No. make that five minutes. And two drinks.
The whole thing makes me realize once again that the more we lose our capability of speaking in moral terms the more we cut ourselves off from understanding why people do what they do. That and the sillier we sound when talking about evil.
The Santa Barbara killings were particularly interesting to me because I went to UCSB and lived for two years on the corner of the road (Embarcadero del Norte) on which the chase took place that ended in the death of the shooter (and knifer, and dangerous car driver). That was the location of my college fraternity house. From the reports, it sounds like Elliot Roger passed by my old frat house several times on his grisly spree.
Now every time something like this happens, we are subjected to cable news anchors who look at us solemnly and ask, "What went wrong?" and "How we can prevent these things from happening again?" Then, about six months later, something else goes wrong (as evidenced by another, similar crime) and the thing happens again. World without end, Amen.
Of course there is the obvious nonsense that gets trotted out every time a gun crime is committed. If you thought the Stupid Gun Arguments went away when Piers Morgan left, ... well, now you know what a silly thought that was.
Three people were shot with guns. Therefore, ban guns. But three people were killed with (what I last heard were) "sharp objects." Can we use the same argument? Three people were killed with sharp objects. Therefore, ban sharp objects?
In fact, he tried to kill people with his black BMW. Do we ban beamers now too? Or maybe just black ones?
This is the state of our moral discourse; we seriously entertain the idea that objects make us perform bad actions. Get rid of the objects, and we prevent the bad actions. Of course, people were killing each other at equivalent rates and with equal regularity 1,000 years ago when there were no guns.

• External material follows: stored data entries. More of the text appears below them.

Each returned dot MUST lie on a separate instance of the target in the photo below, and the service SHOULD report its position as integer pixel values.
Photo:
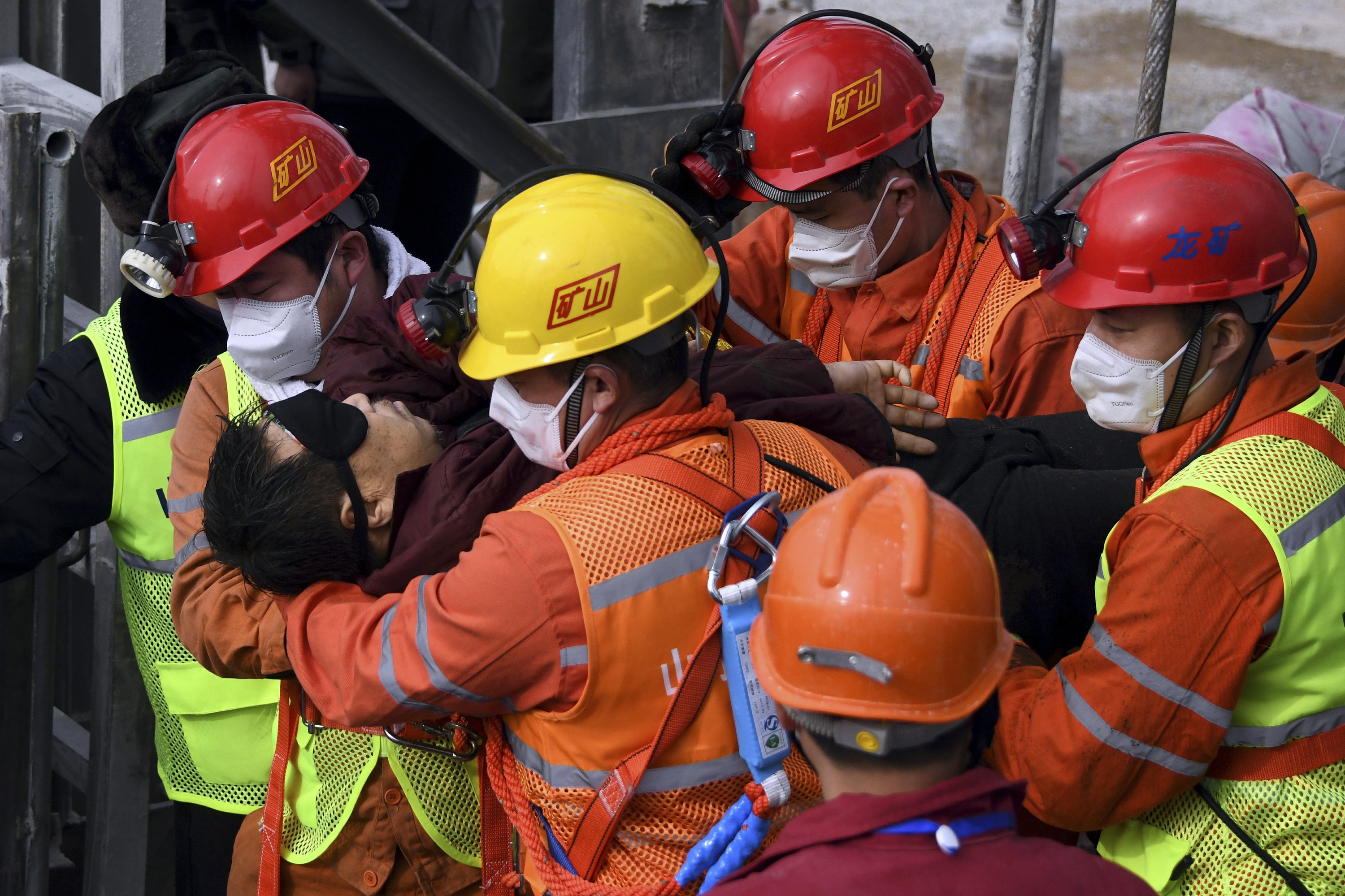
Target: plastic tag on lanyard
(762, 740)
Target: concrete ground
(1222, 52)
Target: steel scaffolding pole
(1153, 80)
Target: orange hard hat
(884, 605)
(249, 179)
(1317, 320)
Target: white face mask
(278, 341)
(838, 259)
(536, 428)
(1122, 392)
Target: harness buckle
(736, 524)
(446, 732)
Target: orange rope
(513, 797)
(957, 261)
(1199, 433)
(641, 439)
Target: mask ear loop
(349, 298)
(1187, 370)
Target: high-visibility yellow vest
(1294, 496)
(329, 767)
(213, 736)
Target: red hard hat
(252, 178)
(884, 605)
(826, 96)
(1179, 220)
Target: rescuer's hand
(298, 81)
(900, 404)
(673, 177)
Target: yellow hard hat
(575, 265)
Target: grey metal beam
(69, 750)
(1020, 182)
(121, 743)
(428, 87)
(132, 49)
(19, 355)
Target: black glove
(673, 177)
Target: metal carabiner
(439, 731)
(735, 529)
(303, 715)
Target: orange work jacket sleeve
(232, 629)
(1031, 358)
(499, 633)
(1136, 716)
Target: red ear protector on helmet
(721, 158)
(446, 311)
(161, 253)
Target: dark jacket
(833, 849)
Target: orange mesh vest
(639, 551)
(963, 388)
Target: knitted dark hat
(128, 146)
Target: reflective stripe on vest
(213, 736)
(1293, 691)
(645, 609)
(329, 769)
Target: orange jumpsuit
(1032, 347)
(1193, 593)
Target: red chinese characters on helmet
(249, 179)
(1177, 220)
(826, 96)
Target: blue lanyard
(949, 837)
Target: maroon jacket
(833, 849)
(439, 509)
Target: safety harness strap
(598, 827)
(273, 810)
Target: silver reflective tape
(1313, 524)
(1156, 683)
(658, 572)
(651, 575)
(136, 562)
(198, 543)
(388, 671)
(1098, 727)
(1277, 735)
(186, 504)
(575, 656)
(743, 318)
(654, 781)
(432, 671)
(151, 424)
(799, 283)
(972, 369)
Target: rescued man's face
(397, 442)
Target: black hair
(314, 245)
(981, 726)
(653, 377)
(276, 521)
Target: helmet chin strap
(573, 409)
(1187, 370)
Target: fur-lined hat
(130, 144)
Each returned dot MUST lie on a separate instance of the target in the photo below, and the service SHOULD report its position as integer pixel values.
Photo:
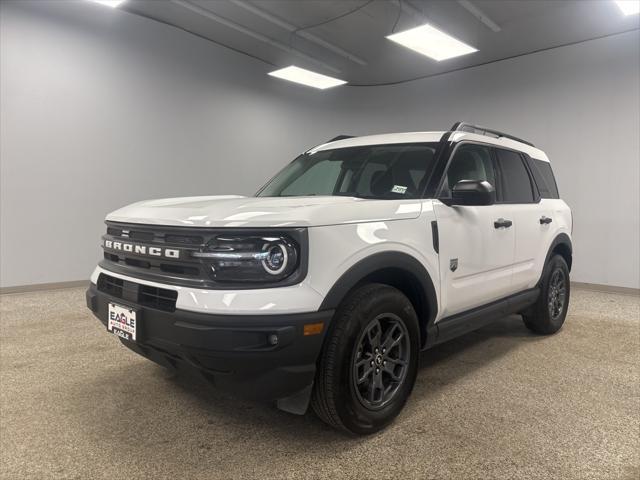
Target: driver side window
(470, 162)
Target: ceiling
(354, 48)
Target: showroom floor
(498, 403)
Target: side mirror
(473, 192)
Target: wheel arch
(562, 246)
(396, 269)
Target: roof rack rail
(340, 137)
(467, 127)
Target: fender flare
(377, 262)
(561, 239)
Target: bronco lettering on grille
(142, 249)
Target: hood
(237, 211)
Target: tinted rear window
(543, 175)
(516, 184)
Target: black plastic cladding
(173, 271)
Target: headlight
(250, 258)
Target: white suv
(324, 287)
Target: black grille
(185, 270)
(145, 295)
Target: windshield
(372, 171)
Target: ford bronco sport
(323, 287)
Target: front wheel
(547, 315)
(369, 362)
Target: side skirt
(461, 323)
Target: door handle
(501, 222)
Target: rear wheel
(547, 315)
(369, 362)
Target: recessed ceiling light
(629, 7)
(108, 3)
(431, 42)
(306, 77)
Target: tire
(547, 315)
(365, 319)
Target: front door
(477, 244)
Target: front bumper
(232, 351)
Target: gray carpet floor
(497, 403)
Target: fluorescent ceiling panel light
(306, 77)
(431, 42)
(108, 3)
(629, 7)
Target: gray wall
(100, 108)
(95, 102)
(581, 104)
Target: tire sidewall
(355, 416)
(557, 262)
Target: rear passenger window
(543, 175)
(515, 181)
(470, 162)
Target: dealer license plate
(122, 321)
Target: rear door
(532, 217)
(476, 253)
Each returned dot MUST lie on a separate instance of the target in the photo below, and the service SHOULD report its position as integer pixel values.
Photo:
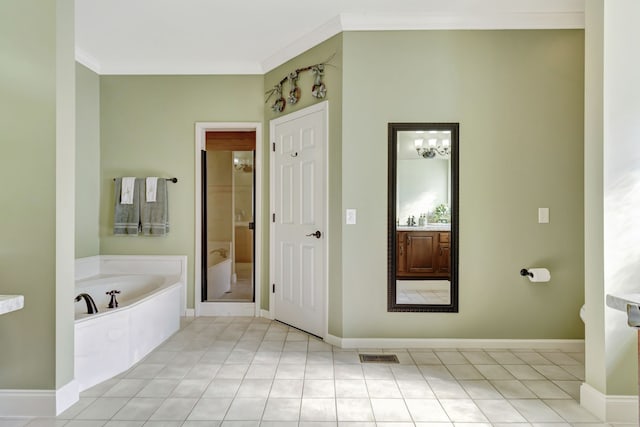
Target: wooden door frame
(324, 107)
(227, 308)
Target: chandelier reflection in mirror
(433, 146)
(242, 165)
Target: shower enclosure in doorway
(228, 217)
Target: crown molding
(306, 42)
(488, 21)
(348, 22)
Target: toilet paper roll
(539, 275)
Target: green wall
(332, 79)
(36, 249)
(87, 162)
(518, 96)
(148, 129)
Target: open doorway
(228, 195)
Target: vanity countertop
(620, 301)
(428, 227)
(9, 303)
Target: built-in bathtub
(150, 303)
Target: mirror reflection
(423, 161)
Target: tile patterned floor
(251, 372)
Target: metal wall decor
(318, 90)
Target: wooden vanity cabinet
(422, 254)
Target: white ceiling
(255, 36)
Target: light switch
(351, 216)
(543, 215)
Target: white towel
(151, 188)
(126, 196)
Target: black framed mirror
(423, 217)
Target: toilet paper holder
(536, 274)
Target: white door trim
(322, 106)
(214, 308)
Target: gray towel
(154, 216)
(126, 218)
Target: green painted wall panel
(518, 96)
(87, 162)
(28, 193)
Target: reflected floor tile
(481, 389)
(426, 410)
(524, 372)
(286, 388)
(535, 410)
(190, 388)
(351, 388)
(254, 388)
(570, 410)
(390, 410)
(500, 411)
(418, 389)
(318, 410)
(174, 409)
(444, 389)
(462, 410)
(247, 409)
(383, 389)
(513, 389)
(282, 410)
(103, 408)
(210, 409)
(139, 408)
(478, 357)
(465, 372)
(222, 388)
(158, 388)
(494, 372)
(319, 388)
(546, 390)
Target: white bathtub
(150, 305)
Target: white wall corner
(87, 60)
(38, 403)
(333, 340)
(611, 409)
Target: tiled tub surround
(150, 305)
(223, 371)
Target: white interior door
(299, 238)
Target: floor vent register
(379, 358)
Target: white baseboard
(66, 396)
(38, 403)
(566, 345)
(611, 409)
(227, 309)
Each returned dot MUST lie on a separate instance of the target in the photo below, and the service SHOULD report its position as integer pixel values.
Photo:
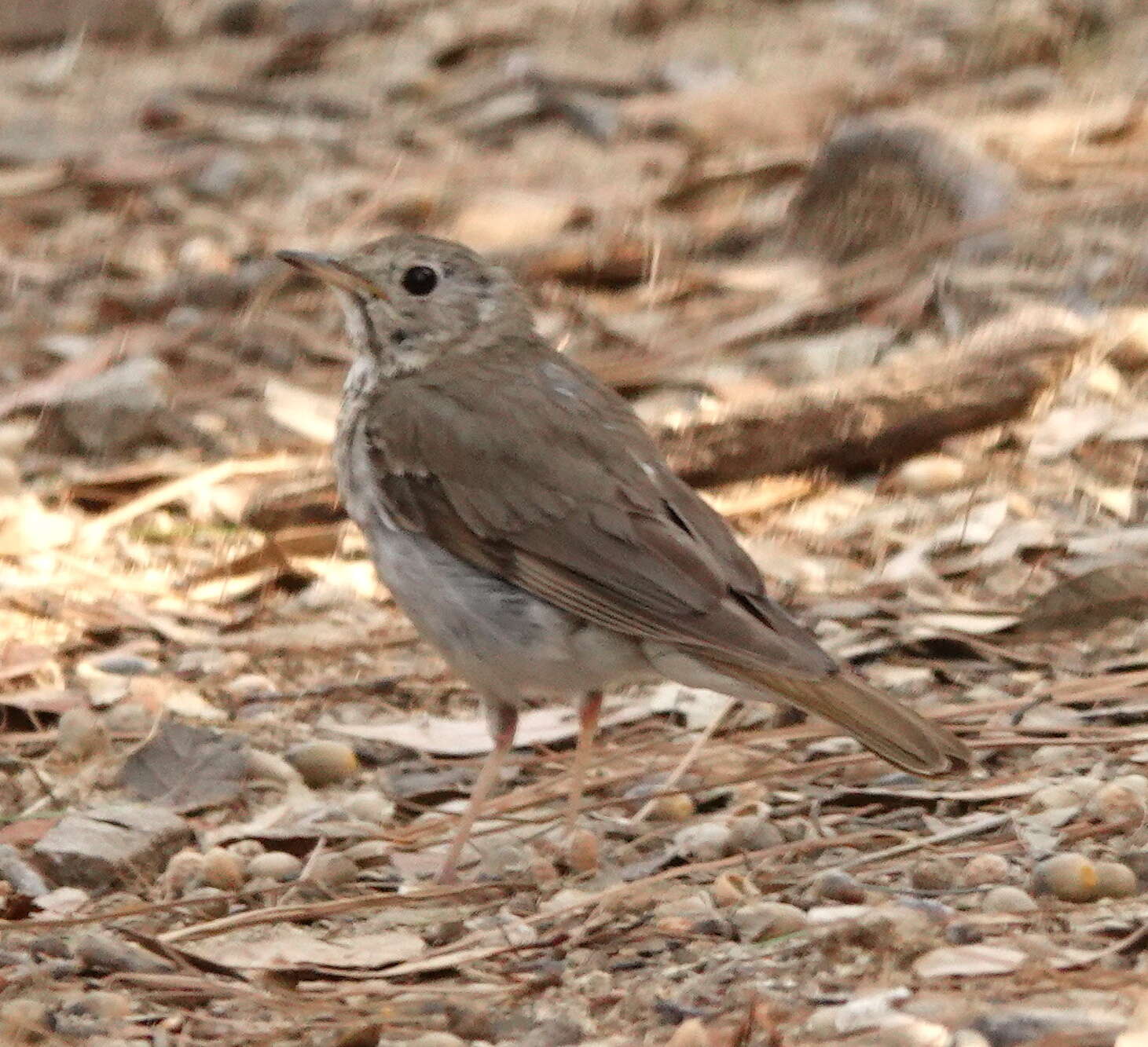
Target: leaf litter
(877, 284)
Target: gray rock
(108, 413)
(20, 874)
(112, 845)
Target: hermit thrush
(528, 526)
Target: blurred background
(876, 275)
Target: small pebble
(564, 899)
(125, 664)
(834, 885)
(246, 850)
(436, 1039)
(223, 870)
(1137, 783)
(269, 767)
(129, 718)
(1053, 797)
(930, 473)
(761, 920)
(370, 853)
(732, 889)
(185, 869)
(677, 807)
(1115, 880)
(702, 843)
(1115, 803)
(1008, 899)
(108, 1005)
(543, 872)
(582, 851)
(251, 686)
(985, 869)
(332, 870)
(1069, 877)
(79, 734)
(324, 763)
(1130, 342)
(754, 833)
(933, 874)
(211, 902)
(690, 1034)
(102, 688)
(370, 805)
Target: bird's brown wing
(523, 464)
(550, 481)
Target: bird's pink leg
(503, 725)
(588, 726)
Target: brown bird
(528, 526)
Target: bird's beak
(331, 270)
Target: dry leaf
(286, 947)
(968, 961)
(186, 767)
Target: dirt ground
(876, 275)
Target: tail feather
(877, 721)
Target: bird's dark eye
(420, 280)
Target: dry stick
(156, 496)
(685, 763)
(886, 413)
(986, 825)
(319, 910)
(471, 953)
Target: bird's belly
(503, 641)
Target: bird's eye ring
(420, 280)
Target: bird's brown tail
(877, 721)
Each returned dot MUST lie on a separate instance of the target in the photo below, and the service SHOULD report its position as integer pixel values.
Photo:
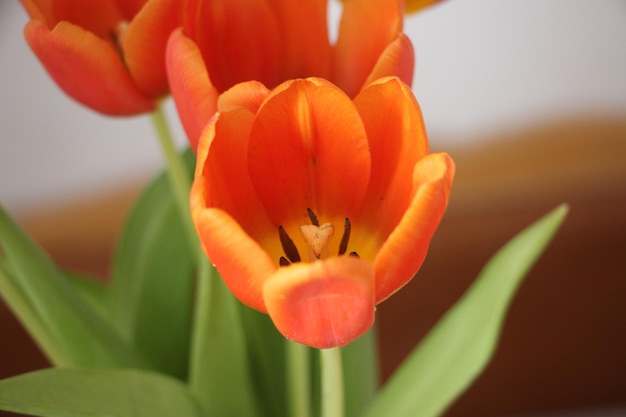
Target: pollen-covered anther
(317, 237)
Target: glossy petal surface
(75, 58)
(322, 304)
(194, 94)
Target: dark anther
(313, 218)
(288, 246)
(343, 245)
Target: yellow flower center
(316, 237)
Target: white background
(483, 66)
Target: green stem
(299, 377)
(177, 171)
(332, 383)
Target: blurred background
(529, 97)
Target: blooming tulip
(313, 206)
(225, 42)
(106, 54)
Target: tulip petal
(242, 263)
(75, 59)
(398, 59)
(100, 17)
(144, 43)
(239, 40)
(304, 36)
(222, 165)
(403, 253)
(194, 94)
(249, 95)
(322, 304)
(228, 218)
(397, 140)
(308, 149)
(358, 50)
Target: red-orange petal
(87, 68)
(249, 95)
(194, 94)
(398, 59)
(305, 48)
(144, 43)
(308, 149)
(397, 140)
(242, 263)
(403, 253)
(366, 29)
(225, 210)
(239, 40)
(322, 304)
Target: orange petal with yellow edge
(403, 253)
(242, 263)
(308, 149)
(87, 68)
(194, 94)
(366, 29)
(397, 140)
(398, 59)
(144, 42)
(322, 304)
(249, 95)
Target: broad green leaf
(61, 392)
(92, 290)
(266, 351)
(458, 348)
(25, 312)
(152, 282)
(220, 374)
(361, 373)
(73, 333)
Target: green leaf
(151, 289)
(266, 353)
(67, 328)
(361, 373)
(62, 392)
(220, 372)
(454, 353)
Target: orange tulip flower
(225, 42)
(315, 207)
(106, 54)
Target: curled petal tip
(324, 304)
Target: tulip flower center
(316, 237)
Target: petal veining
(322, 304)
(405, 250)
(308, 149)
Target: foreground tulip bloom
(225, 42)
(315, 207)
(106, 54)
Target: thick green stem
(178, 173)
(332, 383)
(299, 377)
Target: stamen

And it only gets worse from there.
The first assumption behind these discussions seems to be that such events are extraordinary. That's why we cancel all the other programming and are treated to several days of discussion and analysis. It's big news precisely because it is not common. This is sometimes stated outright.
The second assumption is precisely the opposite: that such events are increasingly common. In fact, we are given to understand, the killing is extraordinary precisely because it isn't. So on Saturday night the host (I don't watch CNN enough to know her name) gave several mini-lectures about how these kind of killings are so common now.
Actually the only extraordinary thing about the whole thing is how badly CNN can confuse its audience and the only common thing is CNN's increasingly common practice of obsessing over it.
Many of these assumptions are surely the result (at least in part) of the needs of a news organization to attract viewers. But the third assumption goes beyond that. The third assumption is that we are modern people now and that we should be past all this. These kinds of things are something that barbarians of other times do. But not us.
That's why killings like this are supposed to surprise and shock us. That's why news network anchors get panels of experts on to to explain it all.
This is related to the idea of people like Stephen Pinker who recently wrote a book about how much more moral we all are now that we are not moral anymore. I've addressed that nonsense elsewhere.
In the CNN discussion, the psychologist in the group complained that there weren't enough psychologists involved with the killer. In fact, psychology plays a heavy role in any such discussion. Everything is now explainable by science and psychology at least looks like science (it is a lean and hungry look, for sure, since its practitioners, who are not really scientists, really want to be).
Never mind that there were plenty of psychologists who had had contact with him. In fact, as the discussion went on (and on, and on) you could have kept yourself pretty busy just keeping a tally of all the psychological professionals who had contact with him.
But the real problem here is that there are people (psychologists among them, but news anchors too) who think that if psychology had been practiced well enough and in the proper volume, this would never have happened.
And the underlying, universal assumption is that these killings were preventable--and preventable through science. Somehow (we're never told precisely how) if we just took everyone's guns away and and had enough psychologists these things wouldn't happen anymore.
It sounds fine as an assumption tucked away in the dark recesses of the questions we ask panels of experts, but it sounds pretty stupid when you state it in plain words, doesn't it?
Here is the solution to the problem of violence. Here is the answer to the question "How can we prevent this problem in the future?". Form a police state. Give up all of our privacy rights and let the government monitor us 24/7. Then we will know about these things before they happen and we can prevent them.
Or can we?
In Elliot Roger we have a test case: He saw multiple psychologists; he had multiple contacts with police; HE POSTED A VIDEO ON YOU TUBE WHICH STRONGLY HINTED AT WHAT HE WAS GOING TO DO.
He did everything but issue a press release that he was going to stab three people in his apartment, shoot multiple other people, killing four, and run down a few people with his black BMW on Embarcadero del Norte in Isla Vista, California on the evening of May 23 spectators are welcome and for further information please contact Elliot Roger.
The real questions concern CNN's coverage of the killings in Santa Barbara: What went wrong and how can we prevent it from happening again?